4. Bandwidth & Cost Considerations
Feature | OCI-AWS Metrics |
Max Throughput | Scalable based on Direct Connect partner capacity. |
OCI Pricing | Fixed FastConnect fees; first 10 TB of monthly egress is free. |
AWS Pricing | Direct Connect port hours + egress data transfer fees. |
Direct Comparison Table: OCI-Azure vs. OCI-AWS
Layer | OCI-Azure | OCI-AWS |
Primary Interface | Azure Portal (Native experience) | OCI Console (Integrated with AWS) |
Identity | Microsoft Entra ID (Native) | OCI IAM is mapped to AWS IAM |
Network Logic | OCI-Azure Interconnect Bridge | OCI Resources inside AWS AZ |
Performance | Optimized for "near-local" speed | Optimized for "co-located" speed |
Egress Logic | No egress fees for Interconnect | First 10 TB free (OCI side) |
Conclusion: Why Oracle Database 26ai is the Foundation for the Next Decade of AI-Native Enterprises
Oracle Database 26ai represents a significant shift in how businesses use and implement AI. Rather than treating AI as an "add-on," 26ai incorporates intelligence directly into the database kernel, transforming AI into a native core function. The three main issues that contemporary businesses face are addressed by this fundamental strategy:
Eliminates Data Sprawl: By replacing fragmented silos with a single Converged Database, 26ai simultaneously handles relational, document, and vector data. Organizations can unify analytics, AI, and operational workloads without moving or duplicating data.

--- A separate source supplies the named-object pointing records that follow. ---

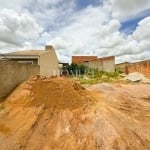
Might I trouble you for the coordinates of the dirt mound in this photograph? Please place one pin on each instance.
(114, 118)
(58, 93)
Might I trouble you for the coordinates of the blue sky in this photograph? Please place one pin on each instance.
(77, 27)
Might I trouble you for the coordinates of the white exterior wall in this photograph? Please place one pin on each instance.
(48, 63)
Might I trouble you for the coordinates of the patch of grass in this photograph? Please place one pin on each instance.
(2, 107)
(96, 76)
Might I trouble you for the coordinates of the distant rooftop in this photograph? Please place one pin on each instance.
(80, 59)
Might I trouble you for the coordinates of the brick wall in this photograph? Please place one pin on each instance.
(142, 67)
(13, 73)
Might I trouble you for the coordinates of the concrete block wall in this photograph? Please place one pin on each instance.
(13, 73)
(142, 67)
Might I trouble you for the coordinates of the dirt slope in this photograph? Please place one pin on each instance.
(59, 114)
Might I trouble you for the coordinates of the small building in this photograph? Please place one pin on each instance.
(106, 64)
(141, 66)
(46, 59)
(122, 67)
(81, 59)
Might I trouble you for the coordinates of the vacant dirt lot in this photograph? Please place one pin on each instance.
(59, 114)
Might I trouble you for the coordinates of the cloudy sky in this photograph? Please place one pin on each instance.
(77, 27)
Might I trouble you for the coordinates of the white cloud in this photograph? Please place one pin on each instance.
(122, 9)
(15, 29)
(93, 30)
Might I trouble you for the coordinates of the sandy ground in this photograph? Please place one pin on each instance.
(103, 117)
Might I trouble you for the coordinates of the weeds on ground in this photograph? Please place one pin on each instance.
(96, 76)
(2, 107)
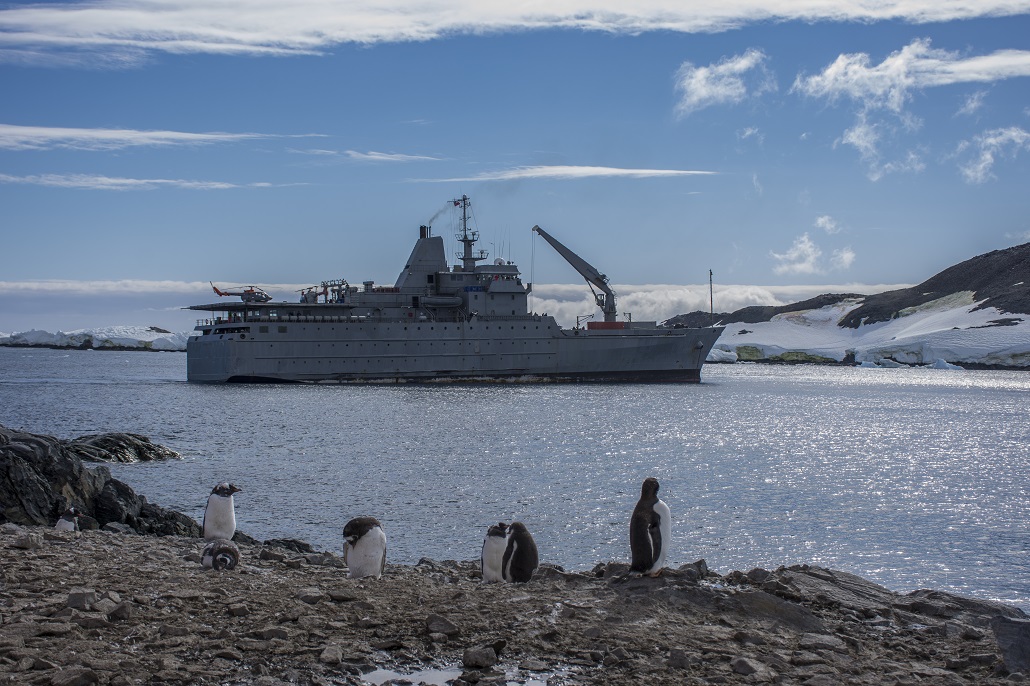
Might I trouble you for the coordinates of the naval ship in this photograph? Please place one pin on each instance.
(464, 322)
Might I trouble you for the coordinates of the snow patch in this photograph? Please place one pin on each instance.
(144, 338)
(949, 330)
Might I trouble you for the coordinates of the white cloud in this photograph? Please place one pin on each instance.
(973, 104)
(802, 258)
(387, 157)
(729, 81)
(96, 182)
(41, 138)
(843, 259)
(889, 87)
(889, 84)
(569, 172)
(827, 224)
(989, 145)
(124, 31)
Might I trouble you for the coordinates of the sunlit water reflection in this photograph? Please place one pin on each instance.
(915, 478)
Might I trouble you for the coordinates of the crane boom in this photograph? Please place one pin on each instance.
(606, 299)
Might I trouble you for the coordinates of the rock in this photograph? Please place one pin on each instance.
(479, 657)
(118, 448)
(332, 654)
(1014, 642)
(746, 665)
(822, 642)
(28, 542)
(74, 677)
(440, 624)
(40, 477)
(81, 598)
(310, 595)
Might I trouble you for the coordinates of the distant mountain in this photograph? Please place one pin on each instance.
(972, 314)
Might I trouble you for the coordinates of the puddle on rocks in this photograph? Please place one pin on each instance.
(443, 677)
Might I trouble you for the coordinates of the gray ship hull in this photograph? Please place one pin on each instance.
(526, 348)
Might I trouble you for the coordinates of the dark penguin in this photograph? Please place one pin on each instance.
(520, 554)
(492, 555)
(365, 548)
(219, 516)
(220, 554)
(650, 530)
(68, 521)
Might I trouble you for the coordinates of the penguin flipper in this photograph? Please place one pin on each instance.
(654, 530)
(641, 558)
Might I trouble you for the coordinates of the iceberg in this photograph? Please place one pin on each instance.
(106, 338)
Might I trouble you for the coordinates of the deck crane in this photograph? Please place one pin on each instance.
(246, 294)
(606, 299)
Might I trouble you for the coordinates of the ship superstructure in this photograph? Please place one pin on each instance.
(469, 321)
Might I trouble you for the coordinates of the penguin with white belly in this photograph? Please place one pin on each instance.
(492, 555)
(68, 521)
(219, 516)
(365, 548)
(650, 530)
(520, 558)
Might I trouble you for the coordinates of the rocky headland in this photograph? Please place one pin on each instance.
(130, 603)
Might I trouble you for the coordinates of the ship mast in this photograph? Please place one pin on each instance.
(468, 238)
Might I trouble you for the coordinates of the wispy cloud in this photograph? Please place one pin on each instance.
(890, 83)
(41, 138)
(95, 182)
(801, 258)
(726, 82)
(569, 172)
(887, 89)
(126, 31)
(388, 157)
(988, 147)
(828, 224)
(972, 104)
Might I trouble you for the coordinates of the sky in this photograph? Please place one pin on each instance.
(791, 147)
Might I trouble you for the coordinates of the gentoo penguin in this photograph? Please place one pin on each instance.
(365, 548)
(219, 517)
(220, 554)
(493, 553)
(68, 521)
(520, 554)
(650, 530)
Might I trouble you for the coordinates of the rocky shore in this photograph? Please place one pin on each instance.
(121, 605)
(99, 607)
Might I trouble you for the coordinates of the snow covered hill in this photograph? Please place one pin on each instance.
(948, 331)
(109, 338)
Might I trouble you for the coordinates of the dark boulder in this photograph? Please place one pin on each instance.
(41, 476)
(118, 448)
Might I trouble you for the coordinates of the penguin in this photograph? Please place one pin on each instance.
(220, 554)
(365, 548)
(520, 554)
(650, 530)
(493, 553)
(219, 517)
(68, 521)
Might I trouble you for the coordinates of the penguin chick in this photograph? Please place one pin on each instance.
(650, 530)
(491, 558)
(520, 558)
(220, 554)
(365, 548)
(68, 521)
(219, 516)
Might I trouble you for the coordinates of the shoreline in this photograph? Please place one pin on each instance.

Operationalizes AI: In-database LLMs and Select AI Agents empower businesses to progress beyond basic chatbots. Enterprises can deploy autonomous systems capable of executing complex, multi-step tasks securely within the data tier, leveraging AI as an integral part of business operations.
Enables True Multicloud Portability: With deep, seamless integration across OCI, AWS, and Azure, 26ai provides a consistent architectural “north star,” allowing organizations to deploy, scale, and innovate in any cloud environment without compromising performance or security.
In essence, Oracle Database 26ai changes the enterprise's attention from developing AI infrastructure to creating business value by providing a unified, intelligent, and scalable platform. For enterprises that want to be fully AI-native, 26ai is more than simply a database; it is the operating system for the next decade of innovation.